Case 3: A \geq 0 and B \leq 0

• In this case, we want to divide N by 2 as many times as possible. We also want to avoid dividing N by odd numbers.

• Suppose y is the maximum odd number divisible by N. If N is even, the first step we could do is divide N by 2 * y and then keep on dividing N by 2. Or else y = N and we need to divide N by N itself.

• Therefore, in this case, the answer will be even * A if N is even or else it will be B.

Case 4: A \leq 0 and B \geq 0

• In this case, we want to divide N by odd primes as many times as possible. We also want to avoid dividing N by even numbers.

• Suppose N is odd. Then we can divide N as many times as possible by odd primes. If N is even, we want to remove the even part in one operation itself. Then we can continue removing odd primes one by one.

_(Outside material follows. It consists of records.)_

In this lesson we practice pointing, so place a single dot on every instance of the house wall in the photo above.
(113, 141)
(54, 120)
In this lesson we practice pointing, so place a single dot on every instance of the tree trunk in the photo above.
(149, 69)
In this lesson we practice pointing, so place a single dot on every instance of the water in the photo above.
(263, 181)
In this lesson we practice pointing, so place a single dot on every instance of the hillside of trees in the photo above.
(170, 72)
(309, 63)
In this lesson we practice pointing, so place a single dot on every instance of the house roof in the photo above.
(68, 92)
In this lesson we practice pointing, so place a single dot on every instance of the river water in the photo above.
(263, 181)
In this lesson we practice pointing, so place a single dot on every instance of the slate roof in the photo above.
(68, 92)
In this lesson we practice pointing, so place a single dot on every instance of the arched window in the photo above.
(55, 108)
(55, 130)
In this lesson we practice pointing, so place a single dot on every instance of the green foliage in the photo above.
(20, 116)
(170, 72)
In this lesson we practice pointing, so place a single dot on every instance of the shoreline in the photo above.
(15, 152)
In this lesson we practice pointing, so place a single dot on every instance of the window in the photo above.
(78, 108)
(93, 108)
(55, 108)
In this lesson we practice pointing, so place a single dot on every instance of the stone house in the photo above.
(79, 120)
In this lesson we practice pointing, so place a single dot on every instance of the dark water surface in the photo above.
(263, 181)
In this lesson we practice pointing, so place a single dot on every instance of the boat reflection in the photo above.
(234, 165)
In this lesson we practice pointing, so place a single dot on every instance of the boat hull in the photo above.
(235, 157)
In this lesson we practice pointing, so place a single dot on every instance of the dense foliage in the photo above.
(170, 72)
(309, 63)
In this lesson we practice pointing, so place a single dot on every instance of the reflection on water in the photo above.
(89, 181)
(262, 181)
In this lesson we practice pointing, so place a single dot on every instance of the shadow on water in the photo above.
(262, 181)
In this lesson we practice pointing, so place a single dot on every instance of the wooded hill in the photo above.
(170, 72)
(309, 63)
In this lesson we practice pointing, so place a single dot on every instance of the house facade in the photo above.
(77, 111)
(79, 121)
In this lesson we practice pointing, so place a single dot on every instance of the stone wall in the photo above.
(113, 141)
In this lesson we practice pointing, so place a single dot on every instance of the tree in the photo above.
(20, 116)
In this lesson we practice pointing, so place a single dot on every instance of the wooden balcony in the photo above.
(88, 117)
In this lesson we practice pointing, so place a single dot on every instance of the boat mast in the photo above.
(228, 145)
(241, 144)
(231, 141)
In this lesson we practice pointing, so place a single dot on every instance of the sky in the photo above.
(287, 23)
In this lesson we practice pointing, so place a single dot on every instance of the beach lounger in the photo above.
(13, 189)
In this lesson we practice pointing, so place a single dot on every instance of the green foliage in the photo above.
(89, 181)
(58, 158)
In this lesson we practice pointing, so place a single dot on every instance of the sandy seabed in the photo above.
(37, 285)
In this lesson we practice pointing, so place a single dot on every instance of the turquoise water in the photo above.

• Therefore, in this case, the answer will be odd * B if N is odd or else it will be odd * B + A.

# SOLUTIONS:

## Setter’s Solution

#include <bits/stdc++.h>

using namespace std;

int main()

{

int tests;

cin >> tests;

while (tests–)

{

int n, a, b;

cin >> n >> a >> b;

int even = 0, odd = 0;

while (n % 2 == 0)

{

n /= 2;

even++;

}

for (int i = 3; i * i <= n; i++)

{

if (n % i == 0)

{

while (n % i == 0)

{

n /= i;

odd++;

}

}

}

if (n != 1)

odd++;

int ans = 0;

if (a >= 0 && b >= 0)

{

ans = even * a + odd * b;

}

else if (a <= 0 && b <= 0)

{

if (even)

ans = a;

else

ans = b;

}

else if (a >= 0 && b <= 0)

{

if (even)

ans = even * a;

else

ans = b;

}

else if (a <= 0 && b >= 0)

{

if (even)

ans = a + odd * b;

else

ans = odd * b;

}

cout << ans << endl;

}

}

## Tester’s Solution

#include <bits/stdc++.h>

using namespace std;

int main()

{

int tests;

cin >> tests;

while (tests–)

{

int n, a, b;

cin >> n >> a >> b;

int even = 0, odd = 0;

while (n % 2 == 0)

{

n /= 2;

even++;

}

for (int i = 3; i * i <= n; i++)

{

if (n % i == 0)

{

while (n % i == 0)

{

n /= i;

odd++;

}

}

}

if (n != 1)

odd++;

int ans = 0;

if (a >= 0 && b >= 0)

{

ans = even * a + odd * b;

}

else if (a <= 0 && b <= 0)

{

if (even)

ans = a;

else

ans = b;

}

else if (a >= 0 && b <= 0)

{

if (even)

ans = even * a;

else

ans = b;

}

else if (a <= 0 && b >= 0)

{

if (even)

ans = a + odd * b;

else

ans = odd * b;

}

cout << ans << endl;

}

}

## Editorialist’s Solution

#include <bits/stdc++.h>

using namespace std;

int main()

{

int tests;

cin >> tests;

while (tests–)

{

int n, a, b;

cin >> n >> a >> b;

int even = 0, odd = 0;

while (n % 2 == 0)

{

n /= 2;

even++;

}

for (int i = 3; i * i <= n; i++)

{

if (n % i == 0)

{

while (n % i == 0)

{

n /= i;

odd++;

}

}

}

if (n != 1)

odd++;

int ans = 0;

if (a >= 0 && b >= 0)

{

ans = even * a + odd * b;

}

else if (a <= 0 && b <= 0)

{

if (even)

ans = a;

else

ans = b;

}

else if (a >= 0 && b <= 0)

{

if (even)

ans = even * a;

else

ans = b;

}

else if (a <= 0 && b >= 0)

{

if (even)

ans = a + odd * b;

else

ans = odd * b;

}

cout << ans << endl;

}

}